-
The Washington Times June 17, 2011
June 21 marks the six-month anniversary of the Federal Communications Commission (FCC) illegally imposing itself on the World Wide Web in order to assert patently absurd “net neutrality” rules.
A half-year later, the FCC still has not filed the order with the Federal Register, which is where all new rules and regulations must go to begin their imposition.
What’s the holdup? There are several possibilities, some or all of which may be why the FCC is so thoroughly slow-playing it. (Please note that it took the FCC less than a month - April 7 to May 6 - to file its wireless data-roaming seizure - so it can get things done when it wants to.)
One possibility for the delay: Two wireless providers - Verizon and Metro PCS - had filed suit to undo FCC Chairman Julius Genachowski’s net neutrality order. Verizon had sought relief in the same U.S. Court of Appeals for the District of Columbia Circuit that unanimously ruled in April 2010 that the FCC has no net neutrality authority.

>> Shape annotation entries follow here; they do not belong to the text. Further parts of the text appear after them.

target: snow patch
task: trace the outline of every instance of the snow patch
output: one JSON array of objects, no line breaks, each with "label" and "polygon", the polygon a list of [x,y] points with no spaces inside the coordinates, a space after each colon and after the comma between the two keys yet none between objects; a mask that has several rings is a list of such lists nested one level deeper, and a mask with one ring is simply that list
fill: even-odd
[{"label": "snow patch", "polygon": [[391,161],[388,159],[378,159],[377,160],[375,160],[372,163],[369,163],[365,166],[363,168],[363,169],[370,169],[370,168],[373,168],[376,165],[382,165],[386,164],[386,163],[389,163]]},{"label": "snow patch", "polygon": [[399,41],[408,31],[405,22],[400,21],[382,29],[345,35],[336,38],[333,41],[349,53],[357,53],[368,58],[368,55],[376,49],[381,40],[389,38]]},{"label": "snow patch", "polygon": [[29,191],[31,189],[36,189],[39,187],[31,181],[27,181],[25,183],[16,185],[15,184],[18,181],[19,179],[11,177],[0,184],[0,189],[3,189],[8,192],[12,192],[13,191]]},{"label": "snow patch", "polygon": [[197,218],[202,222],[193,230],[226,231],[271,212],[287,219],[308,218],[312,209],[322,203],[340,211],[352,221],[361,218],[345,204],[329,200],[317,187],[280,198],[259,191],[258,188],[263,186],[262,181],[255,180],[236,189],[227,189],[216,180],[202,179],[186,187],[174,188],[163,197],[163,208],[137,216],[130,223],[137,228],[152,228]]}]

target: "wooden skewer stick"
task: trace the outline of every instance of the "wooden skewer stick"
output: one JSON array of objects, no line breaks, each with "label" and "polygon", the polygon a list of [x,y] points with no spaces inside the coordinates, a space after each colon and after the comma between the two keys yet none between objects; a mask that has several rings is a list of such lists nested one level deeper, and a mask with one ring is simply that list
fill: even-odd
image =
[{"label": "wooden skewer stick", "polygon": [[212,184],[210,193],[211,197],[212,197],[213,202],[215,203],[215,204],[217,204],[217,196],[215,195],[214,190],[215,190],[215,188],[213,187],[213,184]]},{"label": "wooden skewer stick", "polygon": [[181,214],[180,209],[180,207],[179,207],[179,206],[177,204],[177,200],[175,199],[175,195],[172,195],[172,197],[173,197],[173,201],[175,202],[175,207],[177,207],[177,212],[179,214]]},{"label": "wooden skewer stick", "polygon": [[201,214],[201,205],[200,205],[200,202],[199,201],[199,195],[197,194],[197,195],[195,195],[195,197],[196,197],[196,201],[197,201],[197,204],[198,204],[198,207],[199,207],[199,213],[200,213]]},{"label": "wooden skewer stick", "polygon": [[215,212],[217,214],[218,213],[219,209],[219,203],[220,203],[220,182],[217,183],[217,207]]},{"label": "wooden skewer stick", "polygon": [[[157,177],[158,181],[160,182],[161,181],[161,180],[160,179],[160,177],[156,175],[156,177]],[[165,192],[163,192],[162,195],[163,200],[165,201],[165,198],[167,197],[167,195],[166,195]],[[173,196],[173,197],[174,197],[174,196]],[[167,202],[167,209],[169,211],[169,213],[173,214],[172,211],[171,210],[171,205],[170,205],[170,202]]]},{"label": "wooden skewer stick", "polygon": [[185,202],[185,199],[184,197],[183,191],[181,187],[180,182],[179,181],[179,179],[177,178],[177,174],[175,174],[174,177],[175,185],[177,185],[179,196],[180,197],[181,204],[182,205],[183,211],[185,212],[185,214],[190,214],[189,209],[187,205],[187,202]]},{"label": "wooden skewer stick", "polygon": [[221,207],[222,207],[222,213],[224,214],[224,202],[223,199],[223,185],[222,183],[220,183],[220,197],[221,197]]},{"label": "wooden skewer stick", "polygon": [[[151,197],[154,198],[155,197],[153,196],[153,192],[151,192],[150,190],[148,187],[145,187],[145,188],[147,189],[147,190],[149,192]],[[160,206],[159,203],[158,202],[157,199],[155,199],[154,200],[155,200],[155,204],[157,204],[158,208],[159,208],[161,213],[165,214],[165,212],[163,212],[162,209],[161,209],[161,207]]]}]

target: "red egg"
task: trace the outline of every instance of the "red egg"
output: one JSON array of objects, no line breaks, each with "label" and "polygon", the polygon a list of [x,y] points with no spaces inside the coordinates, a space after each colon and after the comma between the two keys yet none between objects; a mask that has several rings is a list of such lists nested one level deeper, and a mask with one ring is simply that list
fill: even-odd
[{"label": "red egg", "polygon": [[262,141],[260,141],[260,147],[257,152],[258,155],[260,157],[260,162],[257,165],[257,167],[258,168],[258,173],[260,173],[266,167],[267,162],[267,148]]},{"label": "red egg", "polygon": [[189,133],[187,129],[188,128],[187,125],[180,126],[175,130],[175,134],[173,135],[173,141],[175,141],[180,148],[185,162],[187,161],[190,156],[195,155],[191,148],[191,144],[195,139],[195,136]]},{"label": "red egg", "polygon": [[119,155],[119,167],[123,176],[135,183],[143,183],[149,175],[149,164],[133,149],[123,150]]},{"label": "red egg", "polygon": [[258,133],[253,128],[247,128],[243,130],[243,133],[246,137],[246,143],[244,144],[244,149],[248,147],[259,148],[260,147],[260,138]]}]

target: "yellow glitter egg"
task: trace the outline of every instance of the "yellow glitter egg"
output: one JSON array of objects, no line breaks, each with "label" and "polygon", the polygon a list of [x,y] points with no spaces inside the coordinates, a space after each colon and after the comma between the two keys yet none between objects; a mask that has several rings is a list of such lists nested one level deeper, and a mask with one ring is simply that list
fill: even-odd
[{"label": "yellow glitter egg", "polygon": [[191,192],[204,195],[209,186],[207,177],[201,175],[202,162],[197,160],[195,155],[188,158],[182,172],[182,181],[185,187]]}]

The court dismissed the suit, saying the company couldn’t contest the rules until the agency published them. But the court’s docket is moving along and the clock ticking. The longer the chairman drags his feet on the net neutrality order, the less likely it becomes that the court will be able to hear the case. By stalling, the chairman is callously venue-shopping - and ducking a court in which he knows he most likely will lose.